Now the events of the past few weeks in Egypt, and before that in Tunisia, have swept these sentiments away. What has been remarkable is not just that after 30 years President Saddam Mubarak has been ousted, but the way that this occurred. A new generation of 18- to 30-year-olds has organized its communities, stood up to the pressures of a dictator and his feared security forces, and countered with new ideas, when all seemed hopeless, to lead a nation of 84 million to freedom.

Remarkably, the momentum remained with the street and its leaders, not in the presidential palace or with the professional opposition politicians, nor with Washington or anybody else. In this, the street has gained the respect of the world.

But in all the euphoria, we must remember that Mubarak’s departure heralds only a beginning. For now, power has been transferred to the Supreme Council of the Armed Forces. It is not clear what comes next. There will be unease that Mubarak’s decision has enabled a military coup, since there is no constitutional provision for such a move. Officially, the speaker of the parliament should have taken over.

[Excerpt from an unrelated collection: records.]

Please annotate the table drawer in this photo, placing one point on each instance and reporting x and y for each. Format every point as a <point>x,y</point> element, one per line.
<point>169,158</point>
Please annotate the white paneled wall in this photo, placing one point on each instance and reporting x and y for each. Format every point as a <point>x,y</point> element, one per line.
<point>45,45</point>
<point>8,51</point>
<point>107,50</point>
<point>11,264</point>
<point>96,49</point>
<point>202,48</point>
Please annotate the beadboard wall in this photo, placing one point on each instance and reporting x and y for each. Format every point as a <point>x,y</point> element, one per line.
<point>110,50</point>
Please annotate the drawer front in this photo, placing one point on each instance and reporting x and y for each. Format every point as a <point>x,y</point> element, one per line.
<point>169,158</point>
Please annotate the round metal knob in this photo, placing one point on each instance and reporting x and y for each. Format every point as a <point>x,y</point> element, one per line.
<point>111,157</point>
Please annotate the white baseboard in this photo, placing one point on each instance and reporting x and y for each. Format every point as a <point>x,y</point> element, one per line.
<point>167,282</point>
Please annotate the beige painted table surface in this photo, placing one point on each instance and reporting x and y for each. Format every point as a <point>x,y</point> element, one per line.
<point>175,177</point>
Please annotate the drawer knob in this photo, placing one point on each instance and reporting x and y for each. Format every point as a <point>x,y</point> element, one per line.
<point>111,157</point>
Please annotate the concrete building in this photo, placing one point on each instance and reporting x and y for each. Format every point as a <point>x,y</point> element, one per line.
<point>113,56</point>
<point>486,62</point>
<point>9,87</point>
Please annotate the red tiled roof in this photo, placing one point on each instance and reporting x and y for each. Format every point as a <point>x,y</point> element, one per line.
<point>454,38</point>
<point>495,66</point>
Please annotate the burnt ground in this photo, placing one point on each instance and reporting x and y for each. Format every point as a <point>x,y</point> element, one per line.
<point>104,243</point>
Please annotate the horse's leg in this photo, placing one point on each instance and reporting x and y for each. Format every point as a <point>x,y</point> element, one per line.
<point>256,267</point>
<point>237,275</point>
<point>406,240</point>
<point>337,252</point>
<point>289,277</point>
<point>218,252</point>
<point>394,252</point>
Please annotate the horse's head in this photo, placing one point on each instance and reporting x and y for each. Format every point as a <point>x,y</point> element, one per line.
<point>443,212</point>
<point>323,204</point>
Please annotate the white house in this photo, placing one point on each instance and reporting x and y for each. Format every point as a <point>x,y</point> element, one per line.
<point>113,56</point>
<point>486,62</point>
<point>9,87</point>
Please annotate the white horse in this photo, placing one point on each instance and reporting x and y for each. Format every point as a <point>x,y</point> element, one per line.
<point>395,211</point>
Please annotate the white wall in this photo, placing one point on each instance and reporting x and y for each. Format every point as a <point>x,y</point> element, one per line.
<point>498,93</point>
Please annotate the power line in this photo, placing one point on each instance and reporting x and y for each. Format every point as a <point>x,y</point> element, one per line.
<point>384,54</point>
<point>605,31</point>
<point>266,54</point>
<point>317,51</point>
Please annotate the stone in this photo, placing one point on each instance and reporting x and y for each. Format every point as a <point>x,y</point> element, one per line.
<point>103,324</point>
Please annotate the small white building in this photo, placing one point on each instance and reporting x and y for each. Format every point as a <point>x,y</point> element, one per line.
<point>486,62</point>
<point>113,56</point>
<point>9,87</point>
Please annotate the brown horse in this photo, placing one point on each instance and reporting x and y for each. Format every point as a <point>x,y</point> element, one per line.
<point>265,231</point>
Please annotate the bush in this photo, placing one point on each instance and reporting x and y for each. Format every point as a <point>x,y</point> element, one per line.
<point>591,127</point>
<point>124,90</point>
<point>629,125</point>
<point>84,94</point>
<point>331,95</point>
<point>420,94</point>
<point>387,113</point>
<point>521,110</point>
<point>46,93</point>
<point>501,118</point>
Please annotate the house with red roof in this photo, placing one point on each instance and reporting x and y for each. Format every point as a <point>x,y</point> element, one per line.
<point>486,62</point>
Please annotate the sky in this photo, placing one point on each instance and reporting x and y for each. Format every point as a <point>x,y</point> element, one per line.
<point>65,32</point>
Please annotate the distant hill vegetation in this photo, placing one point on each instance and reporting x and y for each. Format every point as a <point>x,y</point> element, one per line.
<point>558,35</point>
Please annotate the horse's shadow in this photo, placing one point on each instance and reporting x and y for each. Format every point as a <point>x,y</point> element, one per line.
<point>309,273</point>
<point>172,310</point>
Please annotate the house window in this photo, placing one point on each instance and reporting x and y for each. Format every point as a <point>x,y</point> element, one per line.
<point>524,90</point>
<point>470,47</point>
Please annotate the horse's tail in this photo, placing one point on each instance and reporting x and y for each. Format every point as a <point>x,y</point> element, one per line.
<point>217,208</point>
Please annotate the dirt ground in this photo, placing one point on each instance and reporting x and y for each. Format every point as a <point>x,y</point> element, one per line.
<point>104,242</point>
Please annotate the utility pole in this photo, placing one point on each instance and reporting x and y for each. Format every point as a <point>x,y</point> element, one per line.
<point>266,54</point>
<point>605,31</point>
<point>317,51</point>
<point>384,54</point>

However, with the last parliamentary elections discredited as fraudulent, many will accept the military as the one national institution that can assume a responsibility for the transition. Egypt today is in the hands of the military.

The military will now have to take on arguably its most important role — that of the guarantor of a political transition to a democratic system of governance in Egypt. It announced in a statement that it will guarantee changes to the constitution, free and fair elections, and an end to 30 years of emergency rule, "as soon as the current circumstances end."

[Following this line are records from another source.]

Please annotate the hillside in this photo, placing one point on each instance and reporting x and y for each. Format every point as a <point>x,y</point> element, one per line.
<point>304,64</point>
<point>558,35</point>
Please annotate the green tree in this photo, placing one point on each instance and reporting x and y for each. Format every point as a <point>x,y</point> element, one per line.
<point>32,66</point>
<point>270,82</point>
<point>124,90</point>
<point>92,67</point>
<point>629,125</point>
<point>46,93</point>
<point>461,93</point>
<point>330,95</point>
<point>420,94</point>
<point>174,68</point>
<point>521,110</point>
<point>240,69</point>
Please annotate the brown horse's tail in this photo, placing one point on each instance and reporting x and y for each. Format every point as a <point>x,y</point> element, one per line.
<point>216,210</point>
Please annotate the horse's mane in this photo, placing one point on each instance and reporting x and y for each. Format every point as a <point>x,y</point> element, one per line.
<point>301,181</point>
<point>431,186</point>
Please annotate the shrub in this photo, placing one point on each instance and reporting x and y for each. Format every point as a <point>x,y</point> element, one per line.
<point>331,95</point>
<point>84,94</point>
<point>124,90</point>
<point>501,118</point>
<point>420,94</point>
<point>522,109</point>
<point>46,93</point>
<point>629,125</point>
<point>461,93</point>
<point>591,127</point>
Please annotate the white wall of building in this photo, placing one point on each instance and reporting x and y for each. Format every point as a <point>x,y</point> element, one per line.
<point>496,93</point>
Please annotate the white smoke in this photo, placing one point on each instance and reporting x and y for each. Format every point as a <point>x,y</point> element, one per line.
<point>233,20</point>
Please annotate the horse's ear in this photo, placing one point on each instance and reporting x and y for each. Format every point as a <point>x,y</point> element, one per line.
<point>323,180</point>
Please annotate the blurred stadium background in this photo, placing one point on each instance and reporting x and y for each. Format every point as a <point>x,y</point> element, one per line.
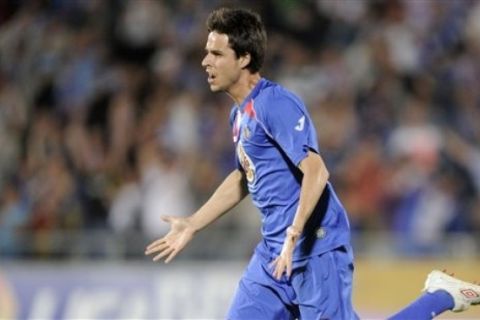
<point>106,122</point>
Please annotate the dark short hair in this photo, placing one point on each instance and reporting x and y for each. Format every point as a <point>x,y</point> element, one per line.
<point>246,33</point>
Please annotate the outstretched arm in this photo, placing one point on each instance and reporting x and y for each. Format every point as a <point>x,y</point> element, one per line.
<point>230,192</point>
<point>315,177</point>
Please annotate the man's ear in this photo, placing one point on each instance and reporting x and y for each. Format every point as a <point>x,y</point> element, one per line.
<point>245,60</point>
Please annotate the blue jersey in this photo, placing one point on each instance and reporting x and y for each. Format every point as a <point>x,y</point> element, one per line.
<point>273,133</point>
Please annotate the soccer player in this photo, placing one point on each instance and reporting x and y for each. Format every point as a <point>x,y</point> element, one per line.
<point>302,268</point>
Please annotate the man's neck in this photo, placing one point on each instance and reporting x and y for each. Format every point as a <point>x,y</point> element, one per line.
<point>243,87</point>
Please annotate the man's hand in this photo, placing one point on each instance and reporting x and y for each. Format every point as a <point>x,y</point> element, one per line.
<point>181,232</point>
<point>284,261</point>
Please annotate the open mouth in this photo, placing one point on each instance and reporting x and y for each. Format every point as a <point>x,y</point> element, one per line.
<point>211,77</point>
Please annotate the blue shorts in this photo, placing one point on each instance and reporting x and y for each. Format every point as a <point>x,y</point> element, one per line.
<point>319,288</point>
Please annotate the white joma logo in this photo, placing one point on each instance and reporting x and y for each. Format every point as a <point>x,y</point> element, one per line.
<point>300,124</point>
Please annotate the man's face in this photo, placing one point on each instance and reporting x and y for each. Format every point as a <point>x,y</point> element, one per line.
<point>221,63</point>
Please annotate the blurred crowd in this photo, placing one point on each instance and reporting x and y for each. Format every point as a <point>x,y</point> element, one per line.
<point>107,122</point>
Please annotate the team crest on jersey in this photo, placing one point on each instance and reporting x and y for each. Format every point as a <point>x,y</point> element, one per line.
<point>246,133</point>
<point>246,163</point>
<point>236,127</point>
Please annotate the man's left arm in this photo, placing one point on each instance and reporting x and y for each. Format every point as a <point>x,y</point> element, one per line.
<point>315,177</point>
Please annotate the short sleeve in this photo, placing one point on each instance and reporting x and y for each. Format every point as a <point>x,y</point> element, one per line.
<point>287,121</point>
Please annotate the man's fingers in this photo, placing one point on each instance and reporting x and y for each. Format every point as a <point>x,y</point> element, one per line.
<point>160,247</point>
<point>155,243</point>
<point>164,253</point>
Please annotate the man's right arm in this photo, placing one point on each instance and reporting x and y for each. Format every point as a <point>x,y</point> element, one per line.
<point>230,192</point>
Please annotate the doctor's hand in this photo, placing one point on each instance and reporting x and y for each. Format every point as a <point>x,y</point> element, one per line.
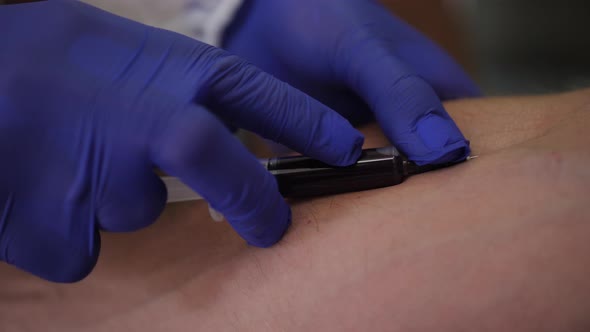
<point>358,59</point>
<point>91,103</point>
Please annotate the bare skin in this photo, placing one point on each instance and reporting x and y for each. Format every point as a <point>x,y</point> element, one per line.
<point>500,243</point>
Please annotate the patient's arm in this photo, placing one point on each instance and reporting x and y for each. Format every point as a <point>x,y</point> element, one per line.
<point>500,243</point>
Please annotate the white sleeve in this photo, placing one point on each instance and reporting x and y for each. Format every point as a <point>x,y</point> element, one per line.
<point>204,20</point>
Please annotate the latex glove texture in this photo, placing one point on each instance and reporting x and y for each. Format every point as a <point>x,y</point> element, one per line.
<point>360,60</point>
<point>91,103</point>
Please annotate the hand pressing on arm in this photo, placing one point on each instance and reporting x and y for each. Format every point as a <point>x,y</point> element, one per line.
<point>357,58</point>
<point>91,103</point>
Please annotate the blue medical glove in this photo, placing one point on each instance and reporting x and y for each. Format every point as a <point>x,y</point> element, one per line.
<point>91,103</point>
<point>357,58</point>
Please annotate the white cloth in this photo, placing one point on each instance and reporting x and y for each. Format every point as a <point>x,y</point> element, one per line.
<point>204,20</point>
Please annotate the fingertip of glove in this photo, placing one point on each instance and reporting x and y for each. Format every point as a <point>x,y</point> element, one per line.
<point>440,140</point>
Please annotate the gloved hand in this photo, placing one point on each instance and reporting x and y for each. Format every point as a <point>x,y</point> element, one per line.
<point>91,103</point>
<point>357,58</point>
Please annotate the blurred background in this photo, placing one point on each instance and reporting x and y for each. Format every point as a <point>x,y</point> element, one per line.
<point>508,46</point>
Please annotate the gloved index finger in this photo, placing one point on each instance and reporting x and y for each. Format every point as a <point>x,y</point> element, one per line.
<point>251,99</point>
<point>197,148</point>
<point>406,106</point>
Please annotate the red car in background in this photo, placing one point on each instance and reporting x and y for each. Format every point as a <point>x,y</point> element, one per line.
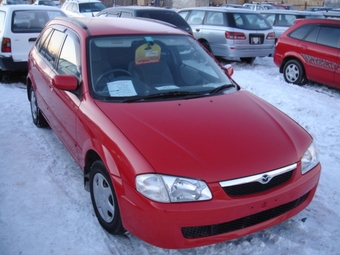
<point>172,149</point>
<point>309,50</point>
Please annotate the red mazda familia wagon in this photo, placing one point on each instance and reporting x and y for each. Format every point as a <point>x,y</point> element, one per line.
<point>172,148</point>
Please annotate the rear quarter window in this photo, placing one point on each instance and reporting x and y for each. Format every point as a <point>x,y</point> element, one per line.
<point>302,31</point>
<point>32,21</point>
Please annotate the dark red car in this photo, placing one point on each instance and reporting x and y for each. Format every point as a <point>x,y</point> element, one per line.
<point>309,50</point>
<point>172,149</point>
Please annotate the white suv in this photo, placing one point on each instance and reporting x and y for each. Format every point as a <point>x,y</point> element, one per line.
<point>81,8</point>
<point>20,25</point>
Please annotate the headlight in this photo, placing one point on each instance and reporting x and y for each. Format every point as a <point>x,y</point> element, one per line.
<point>168,189</point>
<point>309,159</point>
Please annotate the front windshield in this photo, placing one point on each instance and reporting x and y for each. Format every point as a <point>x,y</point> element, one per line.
<point>139,67</point>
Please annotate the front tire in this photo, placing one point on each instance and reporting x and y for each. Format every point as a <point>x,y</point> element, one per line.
<point>293,72</point>
<point>104,199</point>
<point>37,117</point>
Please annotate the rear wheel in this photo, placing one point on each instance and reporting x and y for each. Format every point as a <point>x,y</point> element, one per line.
<point>293,72</point>
<point>104,199</point>
<point>37,117</point>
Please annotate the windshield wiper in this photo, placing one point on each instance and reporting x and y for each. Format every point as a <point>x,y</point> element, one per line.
<point>166,95</point>
<point>220,88</point>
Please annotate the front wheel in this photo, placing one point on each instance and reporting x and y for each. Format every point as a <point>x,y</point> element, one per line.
<point>104,199</point>
<point>293,72</point>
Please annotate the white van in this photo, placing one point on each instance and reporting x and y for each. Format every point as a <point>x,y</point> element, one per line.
<point>20,25</point>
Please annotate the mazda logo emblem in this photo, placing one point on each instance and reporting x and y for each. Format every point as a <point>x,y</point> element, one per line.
<point>265,179</point>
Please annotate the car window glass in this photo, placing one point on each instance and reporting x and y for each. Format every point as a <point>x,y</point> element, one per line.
<point>301,32</point>
<point>54,46</point>
<point>135,65</point>
<point>312,35</point>
<point>270,18</point>
<point>43,40</point>
<point>250,21</point>
<point>126,14</point>
<point>183,14</point>
<point>214,18</point>
<point>2,20</point>
<point>29,21</point>
<point>69,60</point>
<point>91,7</point>
<point>329,36</point>
<point>196,17</point>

The military will be intensely scrutinized. It will have to work on two tracks: first, to create enough confidence among the people to take them off the streets and bring normality back to the country; and second, to establish a national dialogue that includes all the main political parties and leads to agreement on constitutional and political reforms for the transition to free and fair elections.

The other guarantor of the new, democratic Egypt can be the United States. After days of zigzagging U.S. statements, which meant all things to all men and deeply disappointed those calling for Mubarak to leave, Vice President Joseph Biden set the right tone in the first official U.S. reaction. The transition, he said, "must be an irreversible change … toward democracy." He added that "the future will be determined by the Egyptian people." In the debate over whether the U.S. should promote its values or its interests, Biden was surprisingly clear, stating that the U.S. stands for "a clear set of core values."

President Obama said Friday afternoon, "Nothing less than genuine democracy will carry the day." Let us hope that in this blighted region the U.S. finally means what it says. If so, it will play an important diplomatic and economic supporting role in the democratic transition of Egypt and other Arab countries. It must not miss this opportunity.

Ultimately, the future of Egypt lies with its people. With their extraordinary actions over the past three weeks, they are now the shareholders of the democratic experiment the country has begun. There will undoubtedly be frustrations and disappointments along the way, especially with expectations so high.

The military will have to deliver in the interim phase and then step back. Throughout the world, politicians in particular have the habit of disappointing those to whom they make promises.

Nevertheless, let us hope that the democratic transition in Egypt carries a genuine battle of ideas and a competition through the ballot box in the months ahead. Let us hope that Egyptians stay united and turn this extraordinary moment of hope into reality.